Smalltalk › Squeak › Squeak VM

Re: [squeak-dev] Re: [Pharo-dev] Unicode Support

_‹ Previous Topic Next Topic _›

Classic

List

Threaded

5 messages Options

Eliot Miranda-2

Re: [squeak-dev] Re: [Pharo-dev] Unicode Support

Hi Euan,

> On Dec 10, 2015, at 6:43 PM, EuanM <[hidden email]> wrote:
>
> I agree with all of that, Ben.
>
> I'm currently fairly certain that fully-composed abstract characters
> is a term that is 1:1 mapped with the term "grapheme cluster" (i.e.
> one is an older Unicode description of a newer Unicode term).
>
> And once we create these, I think this sort of implementation is
> straightforward. For particular values of "straightforward", of
> course :-)
>
> i.e. the Swift approach is equivalent to the approach I originally
> proposed and asked for critiques of.
>
> One thing I don't understand.... why does the fact the composed
> abstract character (aka grapheme cluster) is a sequence mean that an
> array cannot be used to hold the sequence?

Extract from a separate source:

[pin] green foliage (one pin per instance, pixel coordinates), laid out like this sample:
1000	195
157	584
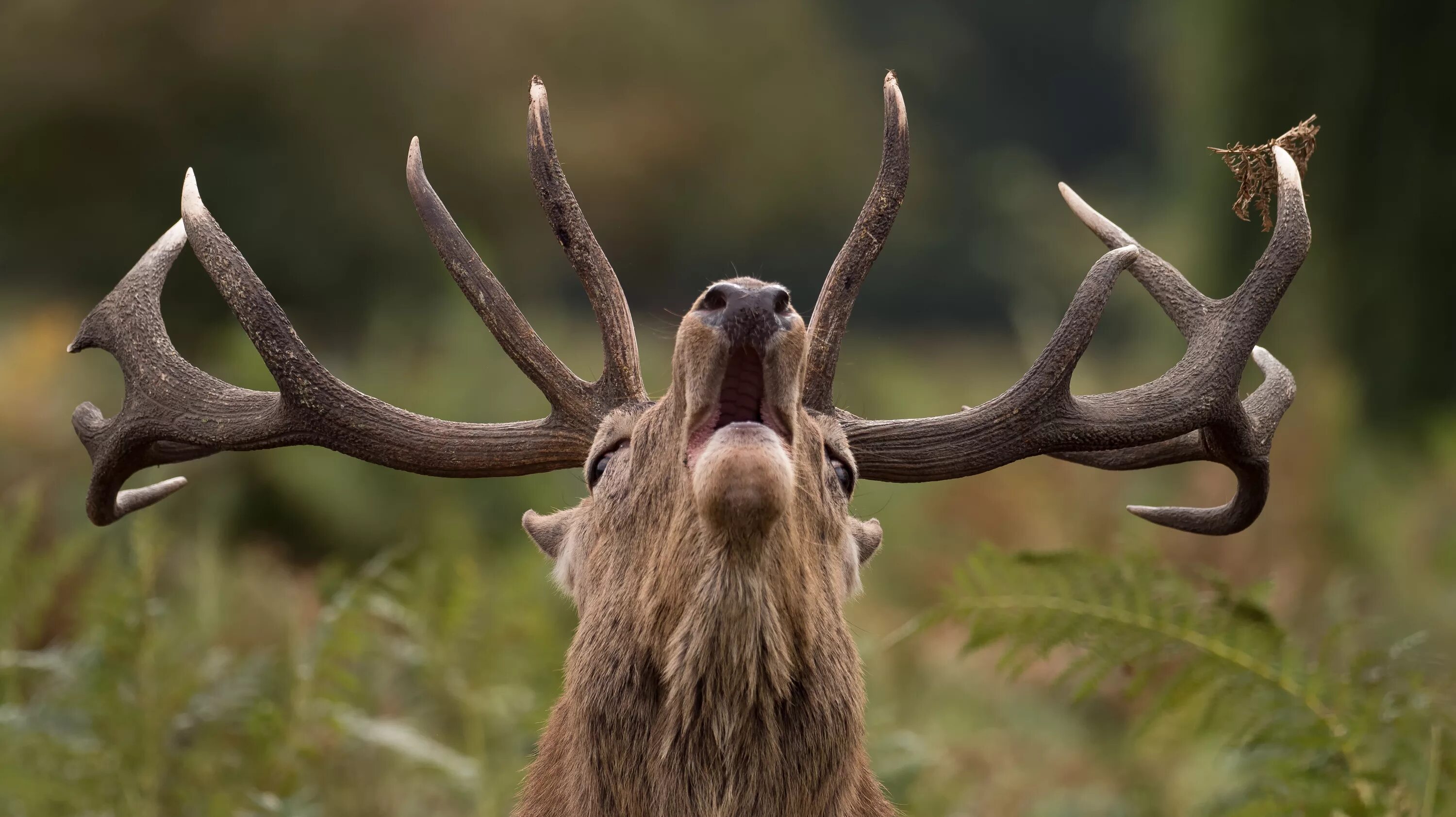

Of course an Array can be used, but one good reason to use bits organized as four-byte units is that the garbage collector spends no time scanning them, whereas as far as its concerned the Array representation is all objects and must be scanned. Another reason is that foreign code may find the bits representation compatible and so they can be passed through the FFI to other languages whereas the Array of tagged characters will always require conversion. Yet another reason is that in 64-bits the Array takes twice the space of the bits object.

> If people then also want a compatibility-codepoints-only UTF-8
> representation, it is simple to provide comparable (i.e
> equivalence-testable) versions of any UTF-8 string - because we are
> creating them from composed forms by a *single* defined method.
>
> For my part, the reason I think we ought to implement it *in*
> Smalltalk is ... this is the String class of the new age. I want
> Smalltalk to be handle Strings as native objects.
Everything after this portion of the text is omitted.